A maneira como os pais estabelecem as normas de convívio
dentro de casa e o papel da escola devem ser avaliados e discutidos.
A maior parte dos adolescentes abandona o consumo de drogas com
a chegada da idade adulta. Por isso, é importante discutir
com eles os riscos ligados ao uso de álcool, tabaco e outras
drogas e o quanto estes comprometem suas ambições
futuras. A intenção é motivá-los para
a mudança. A demonstração de preocupação
e interesse, bem como a participação ativa na busca
de soluções para o problema são fundamentais
em qualquer um destes estágios. As últimas três fases
já possuem níveis de gravidade que pressupõem
medidas mais diretivas e emergenciais. A família deve ser
chamada a participar ativamente e o tratamento especializado é
fundamental.
Comorbidades
A freqüência da associação
entre o consumo de drogas e os transtornos psiquiátricos
(comorbidade) não é totalmente conhecida. Estudos
com adolescentes internados demonstram que tal fenômeno é
no mínimo considerável. A presença de comorbidade
complica a evolução do consumo de substâncias
psicoativas.
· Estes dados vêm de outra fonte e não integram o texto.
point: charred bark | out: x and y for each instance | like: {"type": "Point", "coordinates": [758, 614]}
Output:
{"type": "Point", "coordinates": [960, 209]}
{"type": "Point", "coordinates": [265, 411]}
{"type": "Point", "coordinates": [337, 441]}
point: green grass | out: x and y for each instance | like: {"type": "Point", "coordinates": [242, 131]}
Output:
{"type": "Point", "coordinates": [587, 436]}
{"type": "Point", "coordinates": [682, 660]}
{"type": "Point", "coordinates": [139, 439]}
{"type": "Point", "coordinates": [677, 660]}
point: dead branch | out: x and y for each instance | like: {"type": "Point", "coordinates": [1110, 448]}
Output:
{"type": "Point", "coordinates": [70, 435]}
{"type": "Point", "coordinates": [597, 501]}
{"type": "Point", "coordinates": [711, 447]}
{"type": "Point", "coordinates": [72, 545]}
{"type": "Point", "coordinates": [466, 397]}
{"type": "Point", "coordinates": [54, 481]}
Algumas vezes, os transtornos psiquiátricos
antecedem o início do consumo de drogas (primários)
e outras vezes são conseqüência deste (secundários).
Nesse último grupo, os sintomas psiquiátricos tendem
a melhorar ou desaparecer após um período curto de
abstinência, mas pode ser necessário tratá-los
medicamentosamente.
Tipos de tratamento
Entende-se por enquadre terapêutico a combinação
formada pelo ambiente de tratamento, tipo de abordagem e composição
da equipe profissional. Não existe um enquadre que se aplique
totalmente para todos ou mesmo um grupo de adolescentes. Cada situação
deve considerar a gravidade do consumo, as características,
prejuízos e potenciais da personalidade do adolescente, seu
estado clínico e o seu suporte social. Preferencialmente,
o tratamento deve começar em ambientes ambulatoriais, ficando
a internação como opção ao fracasso
do primeiro.
A American Society of Addiction Medicine
(ASAM) propõem seis categorias de ambiente de tratamento,
tomando como referência a gravidade dos casos: [1]
intervenção precoce (educativa), [2] tratamento
ambulatorial, [3] tratamento ambulatorial intensivo, [4]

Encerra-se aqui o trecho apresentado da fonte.